The next installment of our Creative Inquiry + Undergraduate Research (CI) series focuses on Tigers Together, a suicide awareness initiative. Celebrating its 20th anniversary in 2025, CI’s impact reaches 40% of Clemson’s living alumni body. Visit the program’s website for more information.
Faculty members Heidi Zinzow and Martie Thompson brought forward in 2016 a vision of educating students on suicide prevention by establishing the Tigers Together initiative. By integrating evidence-based practices with campus resources, Tigers Together has become a cornerstone of mental health advocacy — equipping students, faculty and staff with skills to identify and support those at risk of suicide.
They quickly enlisted the help of Healthy Campus, the educational arm of Student Health Services, to help not only with the instruction of a new Creative Inquiry + Undergraduate Research (CI) course, but also to spearhead advocacy training to equip a network of individuals with the requisite knowledge, empathy and skills to be able to recognize warning signs, engage in mental health conversations and connect students in crisis with appropriate resources.
Thompson has since moved on to another university, while Zinzow remains a professor in the Department of Psychology and invaluable contributor to the initiative. Today, the Tigers Together CI is led by Delana Reynolds, who serves as assistant director of suicide prevention and mental health initiatives for Healthy Campus.

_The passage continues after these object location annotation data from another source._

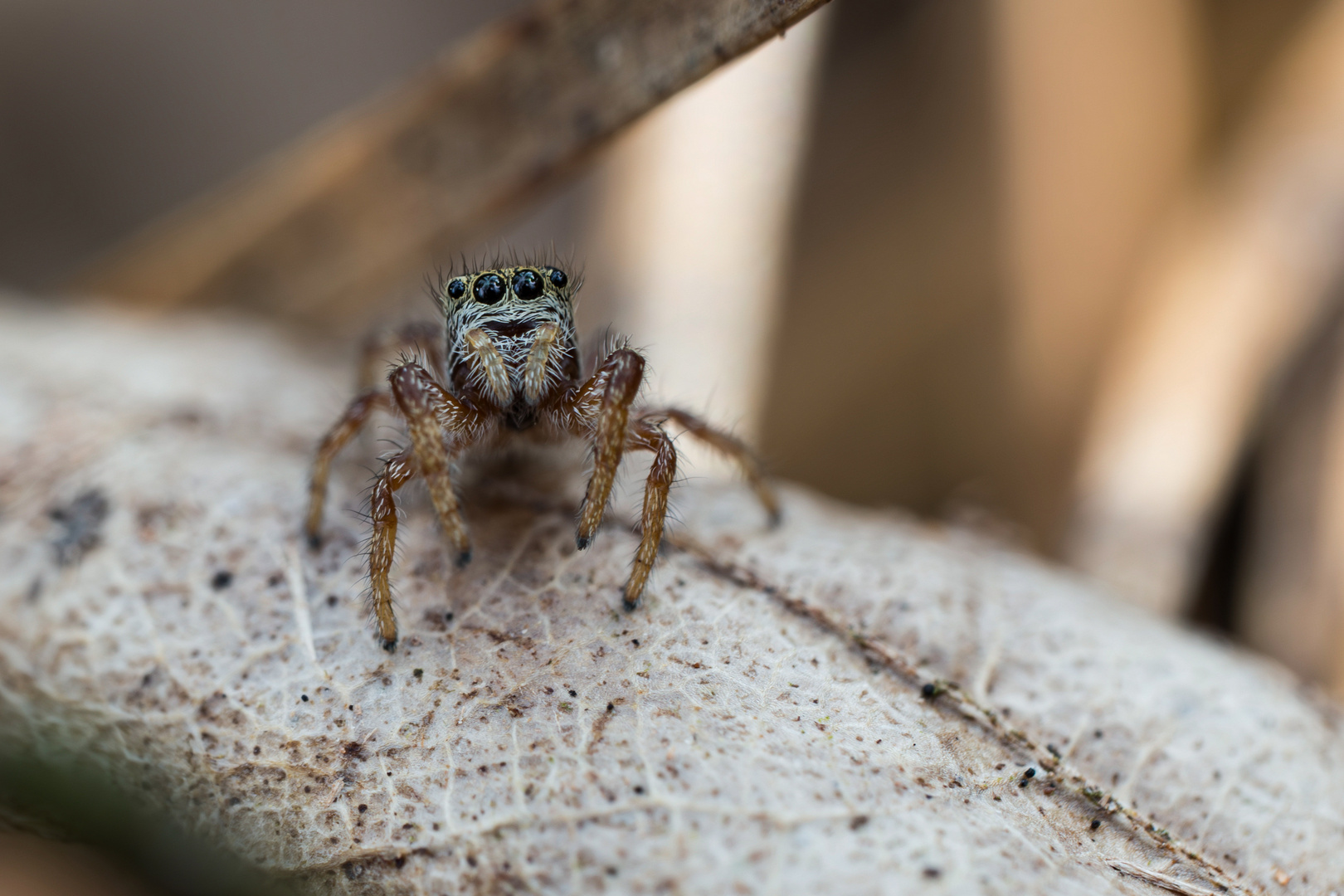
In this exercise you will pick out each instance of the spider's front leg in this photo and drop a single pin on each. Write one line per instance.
(648, 436)
(429, 411)
(728, 446)
(350, 423)
(619, 377)
(420, 336)
(382, 544)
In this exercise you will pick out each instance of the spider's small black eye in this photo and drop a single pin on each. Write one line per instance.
(527, 284)
(489, 289)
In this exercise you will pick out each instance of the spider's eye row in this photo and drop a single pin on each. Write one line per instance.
(527, 284)
(489, 289)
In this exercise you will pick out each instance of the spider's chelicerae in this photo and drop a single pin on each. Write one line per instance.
(509, 368)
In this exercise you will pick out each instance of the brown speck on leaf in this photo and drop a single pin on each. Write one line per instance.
(81, 525)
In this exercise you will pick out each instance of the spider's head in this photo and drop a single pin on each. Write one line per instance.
(504, 321)
(509, 301)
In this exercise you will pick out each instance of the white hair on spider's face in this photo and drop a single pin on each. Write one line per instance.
(511, 342)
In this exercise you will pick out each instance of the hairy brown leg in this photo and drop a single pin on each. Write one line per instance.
(648, 436)
(728, 445)
(357, 414)
(382, 544)
(622, 373)
(421, 334)
(426, 407)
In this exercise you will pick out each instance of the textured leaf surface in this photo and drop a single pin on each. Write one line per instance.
(845, 704)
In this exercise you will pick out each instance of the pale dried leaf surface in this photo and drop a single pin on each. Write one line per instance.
(757, 727)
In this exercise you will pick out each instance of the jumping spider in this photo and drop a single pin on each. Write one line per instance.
(511, 370)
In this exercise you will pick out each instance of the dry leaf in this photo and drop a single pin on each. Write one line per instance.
(852, 703)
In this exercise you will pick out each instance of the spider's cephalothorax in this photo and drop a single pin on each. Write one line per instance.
(511, 343)
(509, 366)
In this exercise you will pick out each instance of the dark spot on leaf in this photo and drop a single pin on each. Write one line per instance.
(81, 525)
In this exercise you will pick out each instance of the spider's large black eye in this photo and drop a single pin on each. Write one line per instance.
(489, 289)
(527, 284)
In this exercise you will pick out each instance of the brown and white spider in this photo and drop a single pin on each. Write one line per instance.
(511, 371)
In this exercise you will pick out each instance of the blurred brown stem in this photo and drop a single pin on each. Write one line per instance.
(335, 222)
(1225, 304)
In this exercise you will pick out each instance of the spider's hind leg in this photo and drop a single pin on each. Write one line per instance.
(728, 445)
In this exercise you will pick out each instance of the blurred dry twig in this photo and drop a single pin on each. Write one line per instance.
(1229, 299)
(343, 217)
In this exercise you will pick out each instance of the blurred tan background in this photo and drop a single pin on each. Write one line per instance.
(1062, 271)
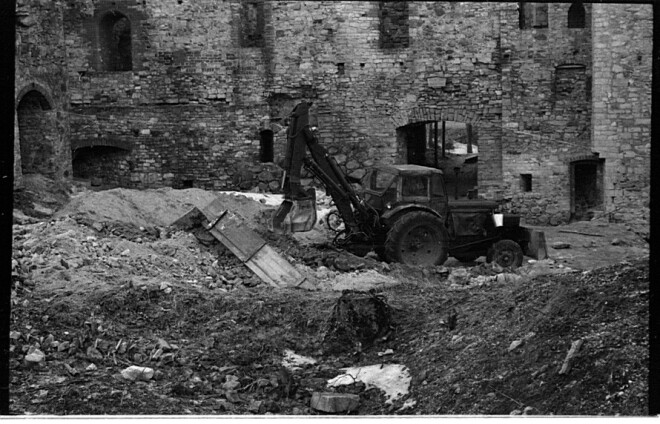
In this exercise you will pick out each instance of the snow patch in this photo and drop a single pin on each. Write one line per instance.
(293, 361)
(393, 379)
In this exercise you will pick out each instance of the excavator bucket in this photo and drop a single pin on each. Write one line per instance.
(295, 215)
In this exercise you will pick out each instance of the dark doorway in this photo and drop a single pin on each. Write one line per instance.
(586, 189)
(37, 133)
(266, 146)
(101, 165)
(415, 136)
(116, 49)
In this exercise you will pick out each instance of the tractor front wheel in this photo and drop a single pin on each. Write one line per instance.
(417, 238)
(505, 253)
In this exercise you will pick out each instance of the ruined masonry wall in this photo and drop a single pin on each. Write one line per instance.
(622, 105)
(40, 67)
(195, 91)
(544, 127)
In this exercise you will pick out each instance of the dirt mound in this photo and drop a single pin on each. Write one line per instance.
(156, 207)
(103, 285)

Students enrolled in the CI conduct research activity related to suicide prevention and spearhead several important initiatives, such as planning the Out of the Darkness Campus Walk each spring and hosting different activities as part of National Suicide Prevention Awareness Month.

Sarah King and Caroline Ruby are both juniors in the Tigers Together CI, and both discovered it through word of mouth.

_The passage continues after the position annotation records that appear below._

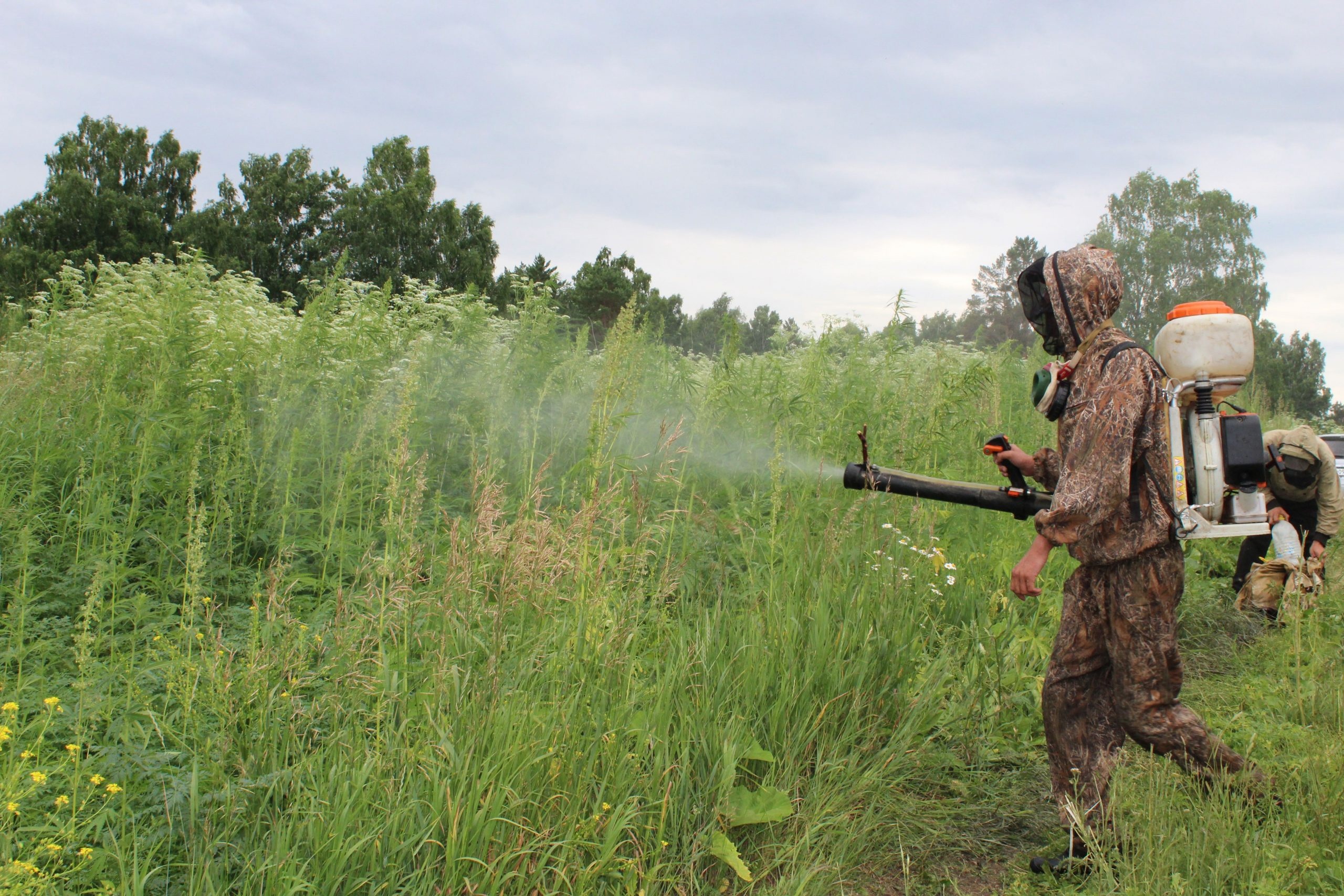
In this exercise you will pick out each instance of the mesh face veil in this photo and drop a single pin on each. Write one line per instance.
(1035, 307)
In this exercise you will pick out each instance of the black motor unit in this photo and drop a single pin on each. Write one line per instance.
(1244, 452)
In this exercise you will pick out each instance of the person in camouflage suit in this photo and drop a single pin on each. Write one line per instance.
(1116, 669)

“It’s an amazing way to have a hands-on impact with mental health on campus,” says Ruby, a student assistant in the Academic Success Center. “Since joining the CI, I’ve been able to make a difference through tabling and raising awareness about our resources. I never saw myself as the biggest research person, but this CI has been the perfect balance.”
Both students were part of the course last fall and were part of a benchmarking project that examined Clemson’s mental health resources in relation to peer institutions. King’s research centered on improving communication with students. During a group presentation, she broke down in detail West Virginia University’s approach of sending a monthly newsletter directly from its counseling center — hoping to pass along best practices to University staff in attendance.
“I knew I was passionate about mental health, but I wasn’t really doing anything about it,” she says. “CI has given me so many opportunities and made a big difference.”
Thomas Ross was also part of the Tigers Together CI last fall and conducted his own benchmarking of Duke University’s mental health services. But it wasn’t his only involvement; he’s also participated in an industrial engineering CI studying data at Prisma Health in Greenville.
“Creative Inquiry has changed my perspective as an undergraduate student,” he says. “It’s helped me develop more skills, allowed me to travel and introduced me to new opportunities.”
Just like thousands of students before him.